Autor: Kuroiwa M; Department of Pharmacology, Kurume University School of Medicine, Kurume, Fukuoka, 830-0011, Japan., Shuto T; Department of Pharmacology, Kurume University School of Medicine, Kurume, Fukuoka, 830-0011, Japan., Nagai T; Division of Behavioral Neuropharmacology, International Center for Brain Science, Fujita Health University, Toyoake, Aichi, 470-1192, Japan., Amano M; Department of Cell Pharmacology, Graduate School of Medicine, Nagoya University, Nagoya, Aichi, 466-8550, Japan., Kaibuchi K; Department of Cell Pharmacology, Graduate School of Medicine, Nagoya University, Nagoya, Aichi, 466-8550, Japan; Division of Cell Biology, International Center for Brain Science, Fujita Health University, Toyoake, Aichi, 470-1192, Japan., Nairn AC; Department of Psychiatry, Yale School of Medicine, Connecticut Mental Health Center, New Haven, CT, 06519, United States., Nishi A; Department of Pharmacology, Kurume University School of Medicine, Kurume, Fukuoka, 830-0011, Japan. Electronic address: nishia@kurume-u.ac.jp.
Jazyk: angličtina
Zdroj: Neurochemistry international [Neurochem Int] 2023 Jan; Vol. 162, pp. 105438. Date of Electronic Publication: 2022 Nov 06.

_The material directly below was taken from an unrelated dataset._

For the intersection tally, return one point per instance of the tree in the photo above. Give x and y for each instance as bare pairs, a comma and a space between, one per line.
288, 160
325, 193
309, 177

DOI: 10.1016/j.neuint.2022.105438
Abstrakt: Dopamine regulates psychomotor function by D1 receptor/PKA-dependent phosphorylation of DARPP-32. DARPP-32, phosphorylated at Thr34 by PKA, inhibits protein phosphatase 1 (PP1), and amplifies the phosphorylation of other PKA/PP1 substrates following D1 receptor activation. In addition to the D1 receptor/PKA/DARPP-32 signaling pathway, D1 receptor stimulation is known to activate Rap1/ERK signaling. Rap1 activation is mediated through the phosphorylation of Rasgrp2 (guanine nucleotide exchange factor; activation) and Rap1gap (GTPase-activating protein; inhibition) by PKA. In this study, we investigated the role of PP1 inhibition by phospho-Thr34 DARPP-32 in the D1 receptor-induced phosphorylation of Rasgrp2 and Rap1gap at PKA sites. The analyses in striatal and NAc slices from wild-type and DARPP-32 knockout mice revealed that the phosphorylation of Rasgrp2 at Ser116/Ser117 and Ser586, but not of Rasgrp2 at Ser554 or Rap1gap at Ser441 or Ser499 induced by a D1 receptor agonist, is under the control of the DARPP-32/PP1. The results were supported by pharmacological analyses using a selective PP1 inhibitor, tautomycetin. In addition, analyses using a PP1 and PP2A inhibitor, okadaic acid, revealed that all sites of Rasgrp2 and Rap1gap were regulated by PP2A. Thus, the interactive machinery of DARPP-32/PP1 may contribute to efficient D1 receptor signaling via Rasgrp2/Rap1 in the striatum.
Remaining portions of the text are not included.